Alexander Zverev ha parlato ad Indian Wells dopo la chiusura dell’indagine e sanzione (sospesa con la condizionale) per i gravi fatti che l’hanno visto protagonista ad Acapulco. Le sue parole sono dure con se stesso, non cerca scuse prendendosi la responsabilità per quella scenata inaccettabile.
“Mi vergogno di quello che ho fatto. Ho una strana sensazione quando cammino nello spogliatoio tra i miei compagni, ma so che tutti commettiamo errori. Da essere umano quale sono, posso garantirvi che non agirò mai più in quel modo, nella mia vita. È stato sicuramente il momento peggiore di tutta la mia carriera, per quello che ho fatto e per come l’ho fatto, a volte chiedere scusa non basta”
Continua l’autocritica di Sasha: “Spero che la gente mi perdoni, ci sono tante pressioni esterne a cui siamo sottoposti che magari non si vedono dall’esterno, vi assicuro che questo momento che sto attraversando è estremamente complicato. Ma me lo merito, merito di vivere un momento come questo dopo quello che ho fatto. Farò tutto ciò che è in mio potere affinché non accada più, per mantenere la promessa che ho fatto con me stesso e con tutti gli altri”.
“Nelle ultime settimane ho lavorato sulla meditazione. Penso che ci siano situazioni stressanti nella vita in cui cose del genere possono succedere a chiunque. Non sono il primo a cui succede questo, né sarò l’ultimo . So chi sono come persona e questo non mostra affatto chi sono”.
Quindi Zverev prova a dare una spiegazione di quel che l’ha portato ad agire così, pur sottolineando di non cercare scuse: “Il giorno prima ho giocato fino alle 05:00 del mattino, lo stesso giorno sono tornato in campo per giocare la partita di doppio. Io sono una persona che dà tutto in campo, penso che molti giocatori di singolare, nella mia posizione, sarebbero scesi in campo nel doppio senza dare il 100%, non gli avrebbe importato molto di perdere la partita, sarebbe stata anche una buona notizia . Ero fisicamente e mentalmente stanco, finché purtroppo ho perso il controllo.

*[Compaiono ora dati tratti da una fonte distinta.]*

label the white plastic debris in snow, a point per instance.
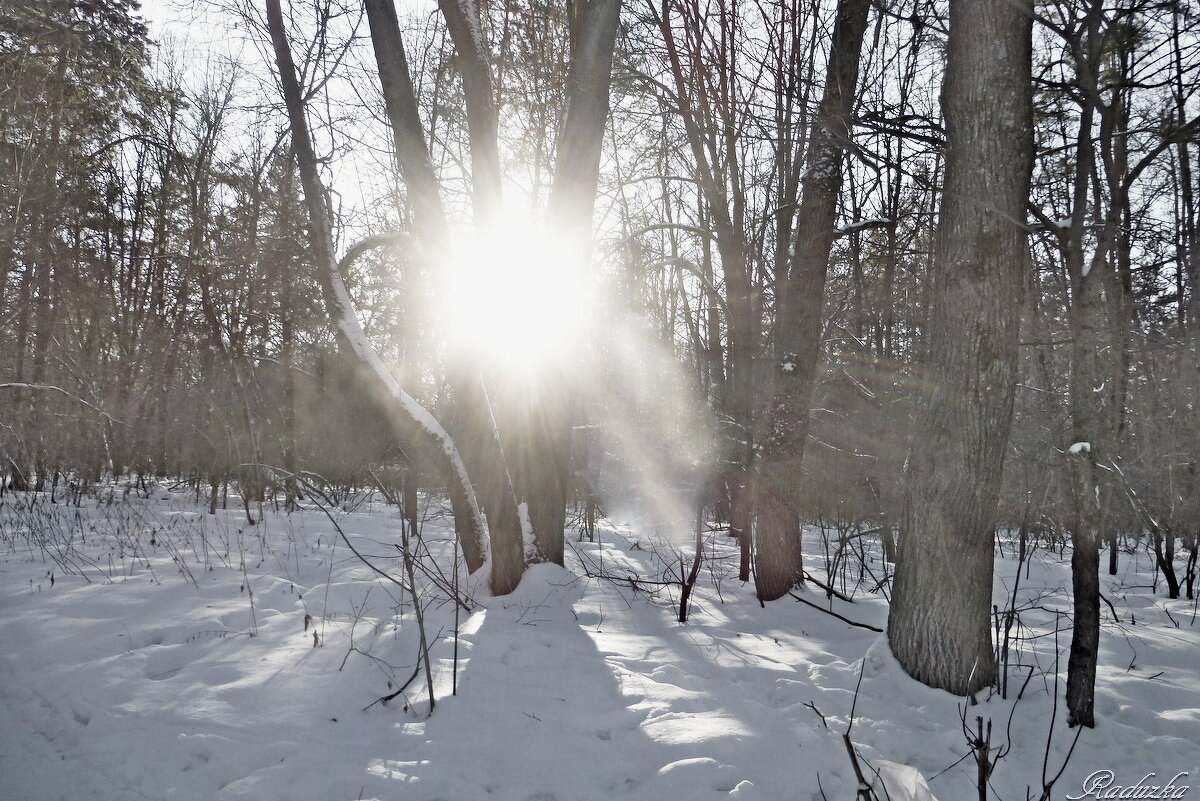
(900, 782)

A volte accadono cose del genere, sono situazioni molto frustranti, anche se quello che ho fatto non ha scuse”.
Accetta la sensazione (fin troppo benevola…) e si spinge oltre: “Non potrei mai colpire qualcuno per fargli male. Se faccio di nuovo una cosa del genere, l’ATP ha tutto il diritto di punirmi. Ci sono stati altri episodi simili in passato in cui la decisione presa è stata simile a questa. Ho detto cose che non avrei dovuto dire, i gesti erano terribili, ma alla fine l’ATP ha usato lo stesso metro applicato in altri casi simili. Se qualcosa di simile mi accade di nuovo, significherà che non ho imparato nulla da quanto sopra. Credo che tutti nella vita meritino una seconda possibilità, ma se commetti errori ripetutamente, significa che non hai imparato”.
Parole ferme, di dura autocritica, che non cancellano il fattaccio ma almeno dimostrano la presa di coscienza di quel che è accaduto. Ora a sta lui cambiare rotta, mostrarsi più sereno e meno aggressivo.